Hypomagnesemia is defined as a serum magnesium concentration of less than 0.75 mmol/L.
Etiology
The main causes include:
- Prolonged fasting, poor appetite, or long-term parenteral nutrition without magnesium supplementation.
- Significant gastrointestinal magnesium losses due to severe diarrhea, prolonged gastrointestinal suction, intestinal fistulas, or short bowel syndrome.
- Increased renal magnesium losses due to extensive use of diuretics and certain kidney disorders, which reduce magnesium reabsorption.
- Hypercalcemia, which can lower tubular reabsorption of both magnesium and phosphate.
- Conditions such as diabetic ketoacidosis, hyperthyroidism, and severe hypoparathyroidism, all of which decrease tubular reabsorption of magnesium.
Clinical Manifestations
Key symptoms include muscle tremors, carpopedal spasms, and a positive Chvostek's sign. Severe cases may present with generalized tonic-clonic seizures. Hypomagnesemia is also frequently associated with dizziness, ataxia, athetoid movements, muscle weakness, and muscle atrophy. For individuals presenting with such symptoms and underlying risk factors, the possibility of magnesium deficiency should be considered.

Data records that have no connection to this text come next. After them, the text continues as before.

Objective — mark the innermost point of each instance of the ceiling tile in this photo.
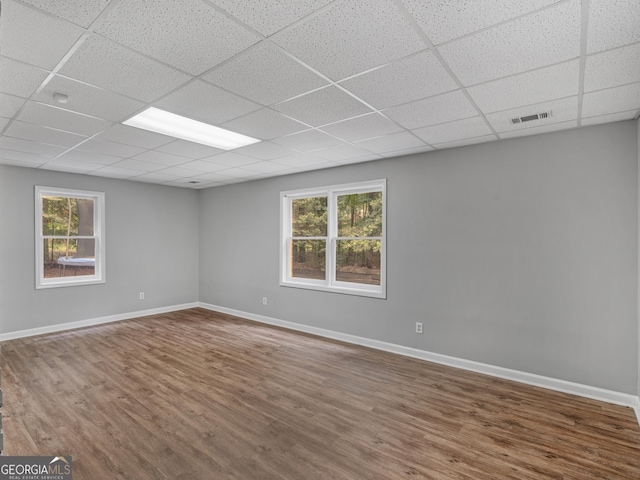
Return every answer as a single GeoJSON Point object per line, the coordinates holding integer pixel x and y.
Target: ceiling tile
{"type": "Point", "coordinates": [323, 106]}
{"type": "Point", "coordinates": [34, 37]}
{"type": "Point", "coordinates": [528, 88]}
{"type": "Point", "coordinates": [19, 79]}
{"type": "Point", "coordinates": [66, 168]}
{"type": "Point", "coordinates": [537, 130]}
{"type": "Point", "coordinates": [266, 75]}
{"type": "Point", "coordinates": [29, 158]}
{"type": "Point", "coordinates": [239, 172]}
{"type": "Point", "coordinates": [549, 36]}
{"type": "Point", "coordinates": [612, 23]}
{"type": "Point", "coordinates": [270, 16]}
{"type": "Point", "coordinates": [264, 151]}
{"type": "Point", "coordinates": [430, 111]}
{"type": "Point", "coordinates": [73, 164]}
{"type": "Point", "coordinates": [90, 157]}
{"type": "Point", "coordinates": [161, 158]}
{"type": "Point", "coordinates": [458, 130]}
{"type": "Point", "coordinates": [184, 148]}
{"type": "Point", "coordinates": [361, 128]}
{"type": "Point", "coordinates": [178, 172]}
{"type": "Point", "coordinates": [561, 111]}
{"type": "Point", "coordinates": [204, 166]}
{"type": "Point", "coordinates": [27, 131]}
{"type": "Point", "coordinates": [351, 37]}
{"type": "Point", "coordinates": [154, 177]}
{"type": "Point", "coordinates": [134, 136]}
{"type": "Point", "coordinates": [186, 34]}
{"type": "Point", "coordinates": [20, 145]}
{"type": "Point", "coordinates": [83, 98]}
{"type": "Point", "coordinates": [268, 167]}
{"type": "Point", "coordinates": [612, 68]}
{"type": "Point", "coordinates": [412, 78]}
{"type": "Point", "coordinates": [612, 117]}
{"type": "Point", "coordinates": [80, 12]}
{"type": "Point", "coordinates": [139, 165]}
{"type": "Point", "coordinates": [212, 177]}
{"type": "Point", "coordinates": [231, 159]}
{"type": "Point", "coordinates": [307, 140]}
{"type": "Point", "coordinates": [60, 119]}
{"type": "Point", "coordinates": [9, 105]}
{"type": "Point", "coordinates": [204, 102]}
{"type": "Point", "coordinates": [109, 148]}
{"type": "Point", "coordinates": [468, 141]}
{"type": "Point", "coordinates": [366, 158]}
{"type": "Point", "coordinates": [342, 152]}
{"type": "Point", "coordinates": [391, 143]}
{"type": "Point", "coordinates": [407, 151]}
{"type": "Point", "coordinates": [116, 172]}
{"type": "Point", "coordinates": [264, 124]}
{"type": "Point", "coordinates": [435, 16]}
{"type": "Point", "coordinates": [108, 65]}
{"type": "Point", "coordinates": [303, 160]}
{"type": "Point", "coordinates": [612, 100]}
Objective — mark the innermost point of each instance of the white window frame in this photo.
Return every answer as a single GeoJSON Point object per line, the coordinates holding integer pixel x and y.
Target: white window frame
{"type": "Point", "coordinates": [330, 284]}
{"type": "Point", "coordinates": [99, 275]}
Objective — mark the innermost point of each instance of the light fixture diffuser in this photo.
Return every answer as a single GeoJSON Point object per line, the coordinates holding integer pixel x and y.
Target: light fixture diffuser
{"type": "Point", "coordinates": [166, 123]}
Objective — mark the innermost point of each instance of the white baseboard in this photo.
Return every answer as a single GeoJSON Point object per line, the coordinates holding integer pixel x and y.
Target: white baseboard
{"type": "Point", "coordinates": [587, 391]}
{"type": "Point", "coordinates": [93, 321]}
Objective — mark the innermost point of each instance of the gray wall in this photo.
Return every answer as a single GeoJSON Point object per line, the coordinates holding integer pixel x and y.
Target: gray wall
{"type": "Point", "coordinates": [151, 243]}
{"type": "Point", "coordinates": [521, 253]}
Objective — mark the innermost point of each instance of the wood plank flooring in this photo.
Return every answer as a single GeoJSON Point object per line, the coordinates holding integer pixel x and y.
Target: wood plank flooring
{"type": "Point", "coordinates": [200, 395]}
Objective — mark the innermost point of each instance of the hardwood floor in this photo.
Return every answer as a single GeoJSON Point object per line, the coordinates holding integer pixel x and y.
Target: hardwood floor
{"type": "Point", "coordinates": [200, 395]}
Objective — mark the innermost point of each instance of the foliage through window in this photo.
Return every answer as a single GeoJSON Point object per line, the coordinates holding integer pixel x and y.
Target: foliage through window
{"type": "Point", "coordinates": [333, 239]}
{"type": "Point", "coordinates": [69, 237]}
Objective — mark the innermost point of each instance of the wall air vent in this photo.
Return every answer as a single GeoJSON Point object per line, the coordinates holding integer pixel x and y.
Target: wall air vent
{"type": "Point", "coordinates": [529, 118]}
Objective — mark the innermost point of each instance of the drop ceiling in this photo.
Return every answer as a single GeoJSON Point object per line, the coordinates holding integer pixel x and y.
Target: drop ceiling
{"type": "Point", "coordinates": [322, 83]}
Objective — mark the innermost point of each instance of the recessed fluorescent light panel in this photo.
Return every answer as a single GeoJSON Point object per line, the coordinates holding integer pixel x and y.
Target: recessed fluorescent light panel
{"type": "Point", "coordinates": [159, 121]}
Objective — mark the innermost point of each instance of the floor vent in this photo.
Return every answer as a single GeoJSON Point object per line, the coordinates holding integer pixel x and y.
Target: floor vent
{"type": "Point", "coordinates": [529, 118]}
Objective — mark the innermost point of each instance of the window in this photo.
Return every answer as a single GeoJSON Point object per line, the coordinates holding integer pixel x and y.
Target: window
{"type": "Point", "coordinates": [333, 239]}
{"type": "Point", "coordinates": [69, 237]}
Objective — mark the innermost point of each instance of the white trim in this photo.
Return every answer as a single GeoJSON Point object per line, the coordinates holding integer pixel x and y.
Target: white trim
{"type": "Point", "coordinates": [93, 321]}
{"type": "Point", "coordinates": [550, 383]}
{"type": "Point", "coordinates": [99, 215]}
{"type": "Point", "coordinates": [330, 284]}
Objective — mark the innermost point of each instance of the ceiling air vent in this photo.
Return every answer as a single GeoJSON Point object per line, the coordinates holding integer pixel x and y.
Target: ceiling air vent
{"type": "Point", "coordinates": [529, 118]}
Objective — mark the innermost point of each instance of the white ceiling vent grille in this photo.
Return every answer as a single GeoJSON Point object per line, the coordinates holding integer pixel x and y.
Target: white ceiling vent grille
{"type": "Point", "coordinates": [529, 118]}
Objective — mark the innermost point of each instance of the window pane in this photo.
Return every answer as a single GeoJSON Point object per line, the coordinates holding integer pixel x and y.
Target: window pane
{"type": "Point", "coordinates": [308, 258]}
{"type": "Point", "coordinates": [68, 257]}
{"type": "Point", "coordinates": [67, 216]}
{"type": "Point", "coordinates": [360, 215]}
{"type": "Point", "coordinates": [358, 261]}
{"type": "Point", "coordinates": [309, 217]}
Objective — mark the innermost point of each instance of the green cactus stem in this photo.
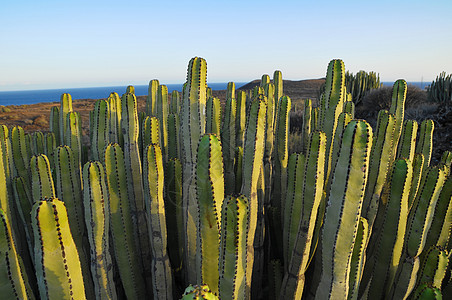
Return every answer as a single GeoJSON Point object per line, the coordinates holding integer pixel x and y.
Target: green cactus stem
{"type": "Point", "coordinates": [121, 227]}
{"type": "Point", "coordinates": [12, 285]}
{"type": "Point", "coordinates": [253, 154]}
{"type": "Point", "coordinates": [407, 143]}
{"type": "Point", "coordinates": [151, 100]}
{"type": "Point", "coordinates": [198, 292]}
{"type": "Point", "coordinates": [358, 258]}
{"type": "Point", "coordinates": [232, 264]}
{"type": "Point", "coordinates": [388, 241]}
{"type": "Point", "coordinates": [342, 214]}
{"type": "Point", "coordinates": [57, 261]}
{"type": "Point", "coordinates": [228, 142]}
{"type": "Point", "coordinates": [425, 141]}
{"type": "Point", "coordinates": [65, 109]}
{"type": "Point", "coordinates": [100, 129]}
{"type": "Point", "coordinates": [155, 208]}
{"type": "Point", "coordinates": [42, 180]}
{"type": "Point", "coordinates": [97, 221]}
{"type": "Point", "coordinates": [213, 116]}
{"type": "Point", "coordinates": [210, 194]}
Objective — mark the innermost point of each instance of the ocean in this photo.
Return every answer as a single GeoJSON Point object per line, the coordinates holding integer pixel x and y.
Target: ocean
{"type": "Point", "coordinates": [53, 95]}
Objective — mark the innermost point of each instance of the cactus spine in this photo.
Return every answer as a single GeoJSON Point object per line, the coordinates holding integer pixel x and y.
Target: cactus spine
{"type": "Point", "coordinates": [57, 261]}
{"type": "Point", "coordinates": [155, 208]}
{"type": "Point", "coordinates": [97, 221]}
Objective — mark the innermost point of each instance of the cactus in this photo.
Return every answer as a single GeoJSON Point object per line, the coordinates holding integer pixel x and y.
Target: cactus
{"type": "Point", "coordinates": [384, 259]}
{"type": "Point", "coordinates": [210, 194]}
{"type": "Point", "coordinates": [57, 261]}
{"type": "Point", "coordinates": [301, 213]}
{"type": "Point", "coordinates": [343, 210]}
{"type": "Point", "coordinates": [97, 221]}
{"type": "Point", "coordinates": [228, 142]}
{"type": "Point", "coordinates": [12, 280]}
{"type": "Point", "coordinates": [232, 263]}
{"type": "Point", "coordinates": [121, 227]}
{"type": "Point", "coordinates": [100, 136]}
{"type": "Point", "coordinates": [213, 116]}
{"type": "Point", "coordinates": [253, 154]}
{"type": "Point", "coordinates": [155, 208]}
{"type": "Point", "coordinates": [198, 292]}
{"type": "Point", "coordinates": [65, 109]}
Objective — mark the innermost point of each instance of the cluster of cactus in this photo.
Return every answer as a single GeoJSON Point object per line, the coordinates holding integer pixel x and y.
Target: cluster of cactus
{"type": "Point", "coordinates": [361, 83]}
{"type": "Point", "coordinates": [440, 90]}
{"type": "Point", "coordinates": [197, 196]}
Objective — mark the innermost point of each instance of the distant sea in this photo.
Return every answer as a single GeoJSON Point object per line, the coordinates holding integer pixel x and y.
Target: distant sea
{"type": "Point", "coordinates": [38, 96]}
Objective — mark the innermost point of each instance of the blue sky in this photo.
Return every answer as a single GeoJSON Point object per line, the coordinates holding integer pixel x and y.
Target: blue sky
{"type": "Point", "coordinates": [62, 44]}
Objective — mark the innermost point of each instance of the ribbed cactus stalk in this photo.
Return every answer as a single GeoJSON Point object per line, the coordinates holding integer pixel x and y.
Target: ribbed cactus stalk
{"type": "Point", "coordinates": [114, 103]}
{"type": "Point", "coordinates": [387, 242]}
{"type": "Point", "coordinates": [11, 276]}
{"type": "Point", "coordinates": [343, 210]}
{"type": "Point", "coordinates": [399, 90]}
{"type": "Point", "coordinates": [331, 105]}
{"type": "Point", "coordinates": [121, 227]}
{"type": "Point", "coordinates": [301, 211]}
{"type": "Point", "coordinates": [427, 291]}
{"type": "Point", "coordinates": [232, 264]}
{"type": "Point", "coordinates": [238, 168]}
{"type": "Point", "coordinates": [198, 292]}
{"type": "Point", "coordinates": [100, 129]}
{"type": "Point", "coordinates": [407, 143]}
{"type": "Point", "coordinates": [425, 141]}
{"type": "Point", "coordinates": [155, 208]}
{"type": "Point", "coordinates": [440, 229]}
{"type": "Point", "coordinates": [230, 90]}
{"type": "Point", "coordinates": [54, 123]}
{"type": "Point", "coordinates": [422, 211]}
{"type": "Point", "coordinates": [175, 102]}
{"type": "Point", "coordinates": [20, 155]}
{"type": "Point", "coordinates": [162, 114]}
{"type": "Point", "coordinates": [192, 128]}
{"type": "Point", "coordinates": [150, 131]}
{"type": "Point", "coordinates": [434, 266]}
{"type": "Point", "coordinates": [65, 109]}
{"type": "Point", "coordinates": [210, 194]}
{"type": "Point", "coordinates": [42, 180]}
{"type": "Point", "coordinates": [68, 188]}
{"type": "Point", "coordinates": [37, 143]}
{"type": "Point", "coordinates": [130, 89]}
{"type": "Point", "coordinates": [381, 157]}
{"type": "Point", "coordinates": [132, 159]}
{"type": "Point", "coordinates": [174, 213]}
{"type": "Point", "coordinates": [265, 79]}
{"type": "Point", "coordinates": [307, 129]}
{"type": "Point", "coordinates": [282, 152]}
{"type": "Point", "coordinates": [74, 139]}
{"type": "Point", "coordinates": [228, 142]}
{"type": "Point", "coordinates": [358, 258]}
{"type": "Point", "coordinates": [97, 221]}
{"type": "Point", "coordinates": [57, 261]}
{"type": "Point", "coordinates": [213, 116]}
{"type": "Point", "coordinates": [151, 100]}
{"type": "Point", "coordinates": [173, 137]}
{"type": "Point", "coordinates": [253, 154]}
{"type": "Point", "coordinates": [240, 121]}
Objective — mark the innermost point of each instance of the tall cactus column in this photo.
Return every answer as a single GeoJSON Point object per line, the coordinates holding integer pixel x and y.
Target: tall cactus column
{"type": "Point", "coordinates": [192, 128]}
{"type": "Point", "coordinates": [253, 155]}
{"type": "Point", "coordinates": [344, 202]}
{"type": "Point", "coordinates": [130, 128]}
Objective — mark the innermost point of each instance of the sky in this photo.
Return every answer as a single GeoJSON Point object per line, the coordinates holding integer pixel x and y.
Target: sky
{"type": "Point", "coordinates": [66, 44]}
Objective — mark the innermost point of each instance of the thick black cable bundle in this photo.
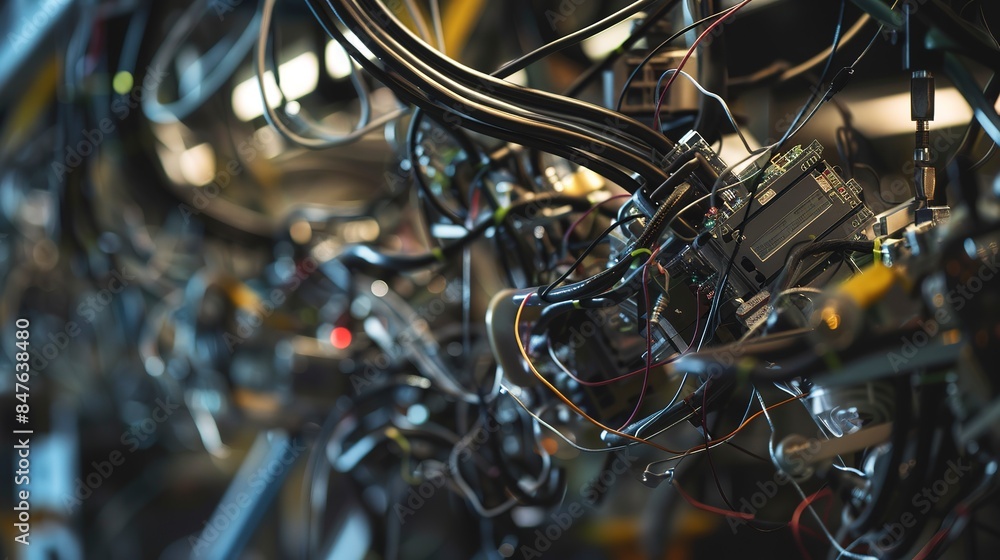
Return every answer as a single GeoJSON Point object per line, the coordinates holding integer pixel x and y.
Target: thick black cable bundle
{"type": "Point", "coordinates": [616, 146]}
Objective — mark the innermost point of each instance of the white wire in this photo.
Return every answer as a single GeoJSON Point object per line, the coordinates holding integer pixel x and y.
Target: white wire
{"type": "Point", "coordinates": [438, 25]}
{"type": "Point", "coordinates": [812, 511]}
{"type": "Point", "coordinates": [554, 430]}
{"type": "Point", "coordinates": [715, 96]}
{"type": "Point", "coordinates": [470, 495]}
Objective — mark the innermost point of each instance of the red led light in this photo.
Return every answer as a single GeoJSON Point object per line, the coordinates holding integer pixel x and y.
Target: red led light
{"type": "Point", "coordinates": [340, 337]}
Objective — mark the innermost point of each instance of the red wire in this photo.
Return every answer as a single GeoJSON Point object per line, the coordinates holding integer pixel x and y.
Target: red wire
{"type": "Point", "coordinates": [711, 509]}
{"type": "Point", "coordinates": [649, 339]}
{"type": "Point", "coordinates": [687, 55]}
{"type": "Point", "coordinates": [797, 518]}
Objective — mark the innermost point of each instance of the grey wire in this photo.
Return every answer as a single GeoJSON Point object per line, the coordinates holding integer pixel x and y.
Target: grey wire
{"type": "Point", "coordinates": [470, 495]}
{"type": "Point", "coordinates": [812, 511]}
{"type": "Point", "coordinates": [715, 96]}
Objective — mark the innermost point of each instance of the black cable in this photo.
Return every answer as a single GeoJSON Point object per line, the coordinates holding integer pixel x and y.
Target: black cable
{"type": "Point", "coordinates": [822, 77]}
{"type": "Point", "coordinates": [653, 52]}
{"type": "Point", "coordinates": [590, 248]}
{"type": "Point", "coordinates": [595, 70]}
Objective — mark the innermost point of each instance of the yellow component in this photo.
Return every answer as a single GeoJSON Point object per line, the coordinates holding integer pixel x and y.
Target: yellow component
{"type": "Point", "coordinates": [242, 296]}
{"type": "Point", "coordinates": [870, 286]}
{"type": "Point", "coordinates": [831, 318]}
{"type": "Point", "coordinates": [460, 18]}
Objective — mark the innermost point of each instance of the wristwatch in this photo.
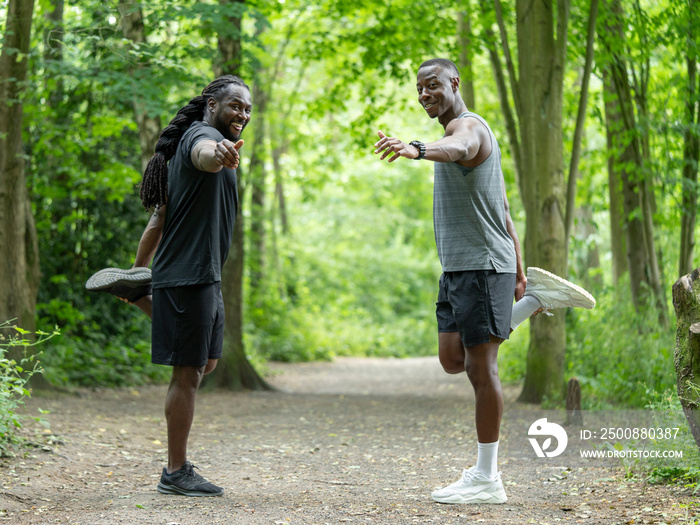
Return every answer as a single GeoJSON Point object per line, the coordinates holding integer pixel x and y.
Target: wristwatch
{"type": "Point", "coordinates": [420, 147]}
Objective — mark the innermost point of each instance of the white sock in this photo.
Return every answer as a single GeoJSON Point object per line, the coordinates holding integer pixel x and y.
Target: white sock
{"type": "Point", "coordinates": [486, 459]}
{"type": "Point", "coordinates": [523, 309]}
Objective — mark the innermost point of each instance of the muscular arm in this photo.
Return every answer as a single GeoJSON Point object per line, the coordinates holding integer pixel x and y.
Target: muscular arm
{"type": "Point", "coordinates": [150, 238]}
{"type": "Point", "coordinates": [520, 278]}
{"type": "Point", "coordinates": [466, 142]}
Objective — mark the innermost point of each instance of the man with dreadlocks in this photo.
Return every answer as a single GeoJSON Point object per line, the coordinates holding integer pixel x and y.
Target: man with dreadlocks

Hypomagnesemia can lead to cardiac arrhythmias, with electrocardiographic changes including prolonged PR intervals and QT intervals.
Treatment
Mild asymptomatic hypomagnesemia can be corrected through oral magnesium supplementation. However, oral magnesium, especially in higher doses, can often cause diarrhea. Intravenous magnesium administration is preferred for patients with absorption issues or severe hypomagnesemia. Symptomatic or severe cases are typically treated with the slow infusion of 5–10 ml of 25% magnesium sulfate in 5% glucose solution.
Considering the relatively slow distribution of magnesium from the extracellular fluid to intracellular compartments, careful magnesium supplementation may need to continue for 1–2 days, even if serum magnesium levels normalize. In addition, other electrolyte imbalances, such as hypocalcemia, hypokalemia, hypophosphatemia, and alkalosis, should also be addressed during the management of hypomagnesemia.